Periodica Encyclopedia
A Living Archive of Women’s Health
The Periodica Encyclopedia is open-access and dedicated to expanding how knowledge about the body is understood, produced, and shared. It brings together biomedical research, lived experience, and non-Western and indigenous approaches to health in a space that continually evolves.
At its core is a simple premise: knowledge about the body should be accessible to the people it comes from.
Historically, much of what is considered legitimate medical knowledge has been shaped within narrow institutional frameworks. This has often excluded and marginalised other ways of understanding the body—particularly those rooted in midwifery, community care, and non-Western traditions. The result is not only a gap in research, but a limitation in how health itself is defined.

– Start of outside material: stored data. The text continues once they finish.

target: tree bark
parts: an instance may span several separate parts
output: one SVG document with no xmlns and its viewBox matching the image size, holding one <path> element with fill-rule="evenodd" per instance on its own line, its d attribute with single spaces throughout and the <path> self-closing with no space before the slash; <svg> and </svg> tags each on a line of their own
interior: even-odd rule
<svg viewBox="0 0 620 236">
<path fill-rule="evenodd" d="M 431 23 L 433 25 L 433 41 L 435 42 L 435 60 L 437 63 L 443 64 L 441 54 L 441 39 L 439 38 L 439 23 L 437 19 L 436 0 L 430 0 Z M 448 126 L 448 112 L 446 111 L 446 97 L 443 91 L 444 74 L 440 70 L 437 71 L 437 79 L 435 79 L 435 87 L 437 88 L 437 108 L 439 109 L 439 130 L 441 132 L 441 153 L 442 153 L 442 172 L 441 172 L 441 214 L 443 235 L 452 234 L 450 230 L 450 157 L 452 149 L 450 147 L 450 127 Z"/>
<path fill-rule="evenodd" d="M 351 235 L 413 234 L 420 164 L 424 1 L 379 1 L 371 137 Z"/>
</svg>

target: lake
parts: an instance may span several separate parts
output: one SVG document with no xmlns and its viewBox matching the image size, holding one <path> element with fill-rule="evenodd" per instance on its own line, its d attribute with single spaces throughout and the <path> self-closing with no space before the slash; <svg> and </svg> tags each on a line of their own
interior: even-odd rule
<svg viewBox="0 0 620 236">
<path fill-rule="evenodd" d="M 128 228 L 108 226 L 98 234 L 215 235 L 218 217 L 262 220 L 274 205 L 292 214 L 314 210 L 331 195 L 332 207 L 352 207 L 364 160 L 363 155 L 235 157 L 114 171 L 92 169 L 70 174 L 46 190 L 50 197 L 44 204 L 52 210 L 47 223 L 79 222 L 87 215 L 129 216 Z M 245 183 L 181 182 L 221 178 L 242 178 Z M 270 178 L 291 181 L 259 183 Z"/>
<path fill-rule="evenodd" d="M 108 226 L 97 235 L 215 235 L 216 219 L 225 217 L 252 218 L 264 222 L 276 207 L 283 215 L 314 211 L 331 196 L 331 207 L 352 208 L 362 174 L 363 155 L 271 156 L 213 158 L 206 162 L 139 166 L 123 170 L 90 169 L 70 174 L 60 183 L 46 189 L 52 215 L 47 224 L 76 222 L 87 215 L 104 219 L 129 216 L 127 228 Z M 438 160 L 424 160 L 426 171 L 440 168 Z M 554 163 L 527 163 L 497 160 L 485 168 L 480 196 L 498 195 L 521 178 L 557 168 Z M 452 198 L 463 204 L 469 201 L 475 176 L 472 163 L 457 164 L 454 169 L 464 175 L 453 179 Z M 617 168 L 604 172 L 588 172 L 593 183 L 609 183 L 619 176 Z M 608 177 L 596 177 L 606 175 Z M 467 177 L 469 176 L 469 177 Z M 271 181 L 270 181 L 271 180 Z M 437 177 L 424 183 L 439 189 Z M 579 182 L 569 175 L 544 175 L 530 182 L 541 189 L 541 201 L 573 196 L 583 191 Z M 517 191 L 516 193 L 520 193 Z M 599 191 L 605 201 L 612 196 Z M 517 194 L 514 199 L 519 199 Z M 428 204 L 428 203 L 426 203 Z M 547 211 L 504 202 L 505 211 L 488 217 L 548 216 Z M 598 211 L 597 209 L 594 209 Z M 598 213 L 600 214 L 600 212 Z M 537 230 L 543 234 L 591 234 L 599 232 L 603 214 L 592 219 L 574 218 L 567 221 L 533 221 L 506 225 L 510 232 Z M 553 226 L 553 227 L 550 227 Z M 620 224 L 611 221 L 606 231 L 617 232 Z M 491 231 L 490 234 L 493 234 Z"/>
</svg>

The Encyclopedia responds to this by drawing on the idea that all knowledge is situated. As Donna Haraway writes, “the knowing self is partial in all its guises, never finished, whole… it is always constructed and stitched together imperfectly.” In other words, knowledge does not come from a neutral or complete perspective. It is shaped by experience, context, and position.
Rather than treating this as a weakness, this approach recognises that partial perspectives allow for the possibility to “see together without claiming to be another.” Understanding the body, then, does not come from a single authoritative voice, but from bringing different perspectives into relation with one another.
This also challenges the long-standing idea of objectivity in science as something detached and universal. As Haraway argues, we need to reclaim a way of understanding the body that acknowledges how knowledge is shaped through vision, power, and technology. What we see, measure, and define as health is never neutral; it is shaped by how we are taught to understand the body and by the systems that decide what counts as knowledge.
Rather than attempting to present a single, objective account of women’s health, the Encyclopedia embraces this partiality. It is built on what Haraway describes as “politics and epistemologies of location, positioning, situating,” in which knowledge emerges from specific bodies, experiences, and contexts rather than from an abstract, universal view “from nowhere.”
In practice, this means the Encyclopedia does not prioritise one form of knowledge over another. Biomedical research sits alongside indigenous practices, holistic approaches, and lived experience. Each entry reflects not a fixed truth, but an ongoing conversation; one that remains open to revision, expansion, and critique.
As the archive grows, so too does its ability to reflect the complexity of women’s health. New research findings, community knowledge, and historical practices are continuously added, creating a resource that is both cumulative and responsive.
The Periodica Encyclopedia is not a finished body of knowledge. It is a living system that recognises that understanding the body is always in progress, always situated, and always shared.